Let me say that as I'm trying to keep this a surprise, I really haven't talked to my gf about what she likes other than the fact that she took it upon herself to send me a link to a platinum website. So I'm working in platinum. She's going to be a doctor so I suppose a rock that sticks out much will be difficult for her to wear(maybe doctors just take rings off- I don't know). I'm also not as fond of rings where the rock sticks way out on the rings. That's not to say I don't like solitare settings, but I am leaning towards a three stone setting. Its hard to judge these settings just by looking at pictures on various websites, but I haven't seen a setting that I'm dead set on buying yet. From the website I do like some that I see on Whiteflash and GoodOldGold, but are their selections limited? Should I be looking elsewhere? I'm also torn about whether to get diamonds as the flanking stones or blue solitares. I'm a student right now, so I'm hoping to keep everything in the $8000 ballpark for setting and stone, although I'll go higher if it means I get the setting or stone that perfect in my eyes. I'm sure I'll get a better idea for some of these settings when I get to GoodOldGold this weekend, but I was hoping to get some advice or ideas before I go. I'm wondering if I should forget about the surprise thing and just bring my gf in with me on this, but I really want to catch her off guard.

thanks for checking this out.
 
here''s what I always suggest and why.
I know most men really want to surprise their GF w/ the ring, it''s romantic and thoughtful and us gals love that!
So I propose that you find the right center stone and have it mounted on a plain band and after you propose you guys can shop together, that way she''ll be completely content w/ her ring. . . it''s a win-win!

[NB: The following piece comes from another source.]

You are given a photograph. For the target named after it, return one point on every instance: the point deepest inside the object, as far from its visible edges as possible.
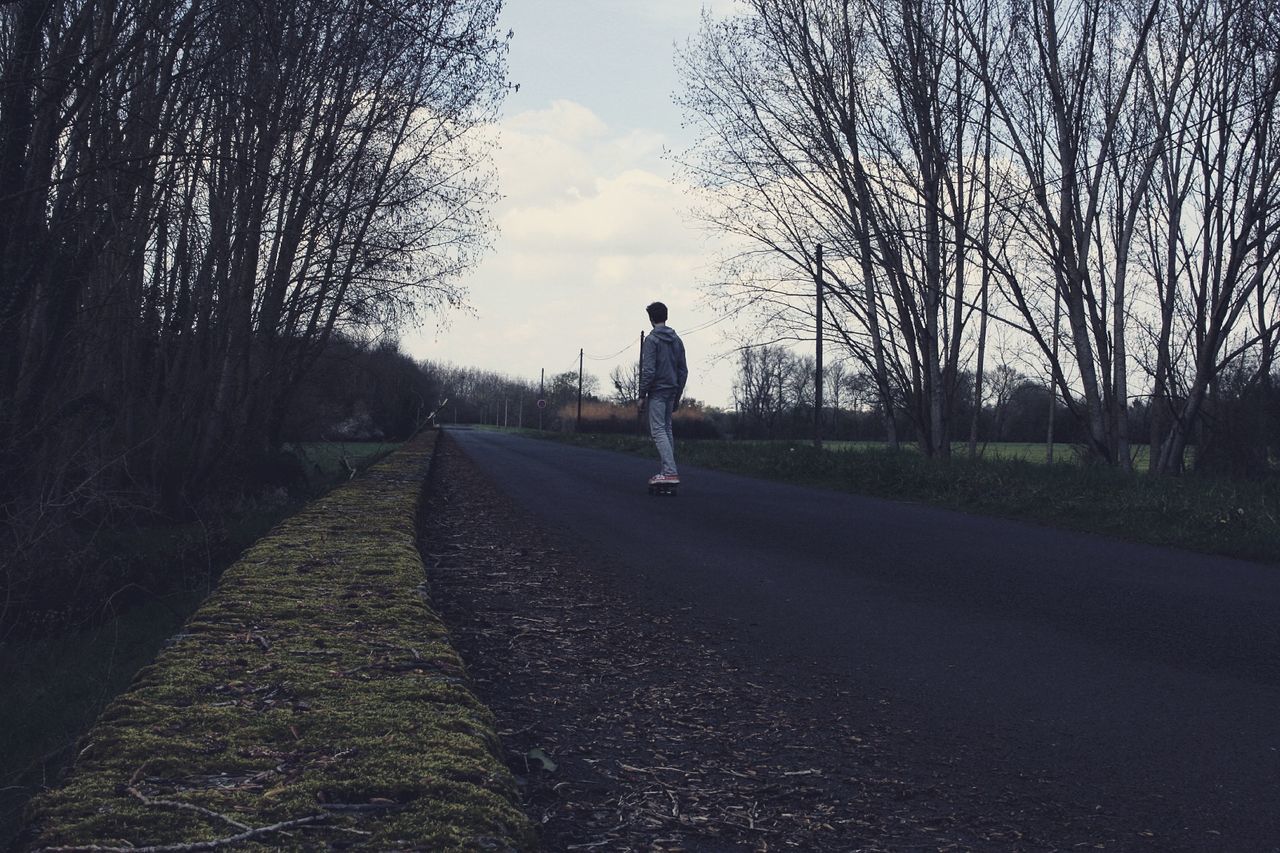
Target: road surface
(1139, 679)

The other thing to consider is if you go w/ a plain band, even in a 3-stone ring, platinum will look very dull over time, sooner than later actually. . . a lot like sterling silver does.
A lot of us choose white gold even when we think we want platinum because it stays polished and shiny looking. You can still do platinum prongs for strength if you want, that''s what we did.
 
Welcome!

I agree with RB, perhaps get the diamond set in a plain Tiffany style solitaire setting to propose with, you could go for white gold to avoid too much extra expense, then let her choose the platinum setting she wants.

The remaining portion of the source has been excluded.